To further validate that the SNP in pMdhpRNA277 is associated with A. alternata leaf spot resistance, we generated three additional populations via crosses between Han Fu × Yue Shuai, Golden Delicious × Nagafu 2, and Yue Guan × LIP1. First, we determined the genotype (SNP site polymorphism at -1186 bp of pMdhpRNA277) of each parental line and their progeny. We analyzed the 55 progeny resulting from the cross Han Fu (TT) × Yue Shuai (GG). The plants fell into a single class (GT), with disease rates ranging from 15 to 50% (Supplemental Table 3). The 60 progeny of Golden Delicious (GT) × Nagafu 2 (GG) fell into two classes (GG and GT); the 29 progeny carrying GG were susceptible to A. alternata leaf spot, and the observed ratios for genotype segregation fit the expected ratios (χ2 values of 0.8, P > 0.05) (Supplemental Table 4). The segregation ratio of the three classes (TT, GT, and GG) of the 100 progeny from Yue Guan (GT) × LIP1 (GT) was 21:55:24, which fit the expected ratio of 1:2:1, with χ2 values of 0.55. Of these, 21 progeny carrying TT showed resistance to A. alternata leaf spot, and 24 progeny carrying GG were susceptible to the pathogen (Supplemental Table 5). These results suggest that the SNP identified in this study can be used as a marker of A. alternata leaf spot resistance/susceptibility in apple.
DISCUSSION
Apple is considered to be a model fruit tree due to its high productivity and worldwide economic value. However, apple production is limited by many types of fungal diseases. Apple A. alternata leaf spot, caused by A. alternaria f. sp mali, is one of the most devastating diseases of apple. Here, through a series of experiments, we developed a model explaining the molecular basis for different levels of disease resistance in various apple varieties. In resistant apple varieties, MdWHy is unable to bind to pMdhpRNA277-HF, and MdhpRNA277 transcription is suppressed, resulting in low levels of mdm-siR277-1 and mdm-siR277-2 production, high levels of MdRNL1, MdRNL2, MdRNL3, MdRNL4, and MdRNL5 expression, and strong resistance to A. alternata leaf spot (Figure 8). By contrast, in susceptible varieties, MdWHy binds to pMdhpRNA277-NGR196, and MdhpRNA277 transcription is activated, resulting in high levels of mdm-siR277-1 and mdm-siR277-2 production and low levels of MdRNL1, MdRNL2, MdRNL3, MdRNL4, and MdRNL5 expression, as well as weak resistance to A. alternata leaf spot (Figure 8).

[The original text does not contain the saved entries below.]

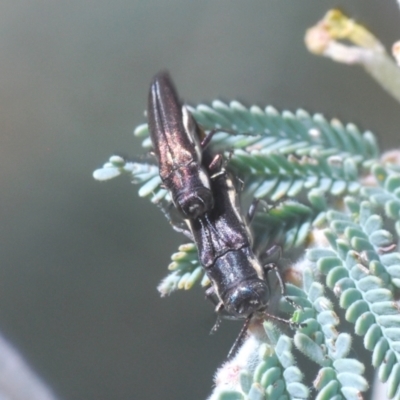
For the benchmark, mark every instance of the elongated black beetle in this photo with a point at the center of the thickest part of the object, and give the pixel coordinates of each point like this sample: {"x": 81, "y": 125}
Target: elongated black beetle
{"x": 239, "y": 281}
{"x": 176, "y": 141}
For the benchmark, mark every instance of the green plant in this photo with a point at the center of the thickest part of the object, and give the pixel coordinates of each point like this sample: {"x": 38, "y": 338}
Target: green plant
{"x": 336, "y": 214}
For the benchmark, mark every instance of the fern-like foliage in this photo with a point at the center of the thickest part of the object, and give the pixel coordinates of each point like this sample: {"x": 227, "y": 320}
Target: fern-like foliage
{"x": 328, "y": 193}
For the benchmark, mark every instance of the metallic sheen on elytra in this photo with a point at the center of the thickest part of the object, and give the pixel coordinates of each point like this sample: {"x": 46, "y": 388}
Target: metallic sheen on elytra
{"x": 224, "y": 245}
{"x": 176, "y": 141}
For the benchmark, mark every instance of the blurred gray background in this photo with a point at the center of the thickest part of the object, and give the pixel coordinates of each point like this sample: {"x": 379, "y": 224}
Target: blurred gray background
{"x": 80, "y": 260}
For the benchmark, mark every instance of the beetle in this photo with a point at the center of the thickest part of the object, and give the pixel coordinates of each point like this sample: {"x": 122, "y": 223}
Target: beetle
{"x": 239, "y": 282}
{"x": 176, "y": 136}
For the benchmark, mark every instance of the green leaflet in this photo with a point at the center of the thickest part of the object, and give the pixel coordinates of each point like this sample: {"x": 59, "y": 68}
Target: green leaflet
{"x": 328, "y": 193}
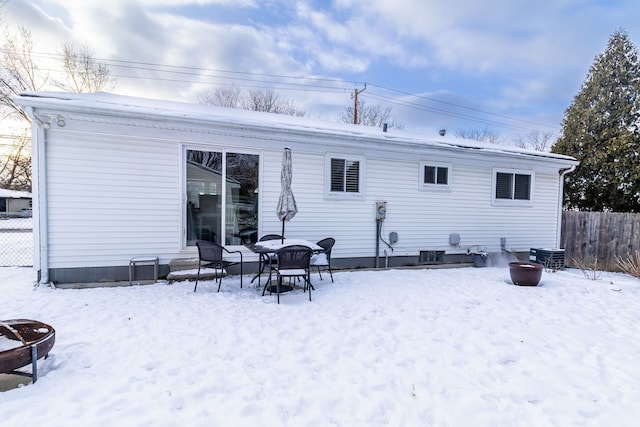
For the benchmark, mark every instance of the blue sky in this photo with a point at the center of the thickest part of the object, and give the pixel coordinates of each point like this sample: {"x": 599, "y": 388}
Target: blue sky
{"x": 510, "y": 66}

Model for the Role of SNPs in pMdhpRNA277 in Regulating A. alternata Leaf Spot Resistance in Apple.
In ALT1-susceptible apple cultivars, the transcriptional activity of transcription factor MdWHy is induced by ALT1 infection. MdWHy recognizes motif b (G) in the promoter of MdhpRNA277-NGR196, resulting in an increase in mdm-siR277-1/2 levels. mdm-siR277-1/2 then silence their target resistance genes MdRNL1, MdRNL2, MdRNL3, MdRNL4, and MdRNL5, resulting in disease susceptibility. By contrast, in ALT1-resistant apple cultivars, although MdWHy is also induced by ALT1 infection, MdWHy cannot bind to the promoter of MdhpRNA277-HF due to the replacement of a G residue with a T in motif b. Very low amounts of mdm-siR277-1/2 are produced, leading to the expression of target resistance genes MdRNL1, MdRNL2, MdRNL3, MdRNL4, and MdRNL5, thereby resulting in ALT1 resistance. The thick green arrow indicates high transcriptional activity of MdhpRNA277, while the thin green arrow indicates low transcriptional activity of MdhpRNA277.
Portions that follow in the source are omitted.